The audio side of things complements the visuals very well, helping to create a realistic experience. Aside from the flowing music, the sound of your character’s breathing through the scuba mask is a constant companion. Also, when you zoom in and out or try to focus the camera, you’ll hear the lens’ adjustments. Renée’s voice will pop in once in a while, either when you’ve wandered too far away from the set course (she’ll call out for you to swim back to the dive site) or when you’ve taken pictures that she’s asked you to. Her voice is filled with excitement as she translates the hieroglyphs, and her enthusiasm is contagious when she urges you to look for more clues in each area. It’s unfortunate that the voice-acting only comes in during the more crucial findings, whereas at other times, players must read the text-only dialogue to understand what’s going on.
Aside from the mentioned issues, players may run into other tiny snags as well. At one point, when trying to align all of the elements for a perfect photo of a fish, I realized that the Motion Detector had stopped working. This made it extremely difficult to take pictures of fish during that level, as I had to rely on sheer luck to reach the minimum level of clarity using only the Focus Bar and its insane timing. At another point while trying to take pictures of a seahorse within a nook of a cave, I zoomed in and, seconds later, found myself stuck in that nook without a way to get out, forcing me to restart that level. Finally, though not game-breaking, there were a couple of typos within the dialogue’s text (e.g. ‘inscritpion’), which affected the immersive nature of the game.

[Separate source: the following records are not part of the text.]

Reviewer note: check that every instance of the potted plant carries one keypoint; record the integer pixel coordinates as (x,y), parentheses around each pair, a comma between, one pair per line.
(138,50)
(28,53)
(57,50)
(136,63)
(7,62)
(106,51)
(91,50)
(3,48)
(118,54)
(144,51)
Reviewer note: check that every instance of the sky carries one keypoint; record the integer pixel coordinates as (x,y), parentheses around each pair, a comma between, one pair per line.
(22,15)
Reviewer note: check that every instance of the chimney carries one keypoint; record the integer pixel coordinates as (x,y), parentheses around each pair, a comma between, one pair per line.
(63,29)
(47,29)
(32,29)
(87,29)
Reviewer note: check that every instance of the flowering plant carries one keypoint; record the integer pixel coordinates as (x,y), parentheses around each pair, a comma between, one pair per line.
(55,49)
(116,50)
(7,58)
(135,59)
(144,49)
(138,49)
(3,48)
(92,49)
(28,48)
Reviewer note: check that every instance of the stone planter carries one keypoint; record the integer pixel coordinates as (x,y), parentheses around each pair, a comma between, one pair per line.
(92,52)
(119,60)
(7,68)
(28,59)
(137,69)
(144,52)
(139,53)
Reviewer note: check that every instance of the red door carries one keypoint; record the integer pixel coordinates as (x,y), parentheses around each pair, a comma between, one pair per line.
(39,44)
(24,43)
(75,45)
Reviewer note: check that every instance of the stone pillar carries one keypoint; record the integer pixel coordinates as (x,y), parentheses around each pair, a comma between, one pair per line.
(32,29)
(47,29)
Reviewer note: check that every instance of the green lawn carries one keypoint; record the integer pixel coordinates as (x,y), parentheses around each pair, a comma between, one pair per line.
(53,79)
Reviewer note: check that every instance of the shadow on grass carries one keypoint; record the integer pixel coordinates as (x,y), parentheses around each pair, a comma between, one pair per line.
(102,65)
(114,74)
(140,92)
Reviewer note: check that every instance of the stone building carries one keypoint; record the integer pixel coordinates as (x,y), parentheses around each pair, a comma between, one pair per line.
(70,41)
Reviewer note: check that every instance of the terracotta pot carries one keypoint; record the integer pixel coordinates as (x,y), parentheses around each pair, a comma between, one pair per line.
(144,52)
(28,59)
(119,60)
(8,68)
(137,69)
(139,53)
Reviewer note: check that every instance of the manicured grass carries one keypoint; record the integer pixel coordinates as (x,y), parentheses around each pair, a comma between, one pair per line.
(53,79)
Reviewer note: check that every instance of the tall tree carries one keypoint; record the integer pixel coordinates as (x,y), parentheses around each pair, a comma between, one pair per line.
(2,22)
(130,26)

Although it has its flaws, Reef Shot is a delightful adventure game for a wide range of populations. It’d be a wonderful game to play with children, as it’s like a virtual version of “I Spy” – kids are great at those games, you know! Also, there’s the educational factor involved, as Renée will chime in with tidbits of information on the different types of fish. Nano Studios has done a spectacular job creating a believable story, with a mixture of truth and myth, and the mystery is sure to draw you in. Despite the few graphical issues, lack of tutorials or checkpoints, and somewhat frustrating Focus Bar, Reef Shot comes highly recommended for those who enjoy photography, have a passion for ocean life, are curious about ancient civilizations and their stories, or those who simply need to get away from the hectic life for a little bit.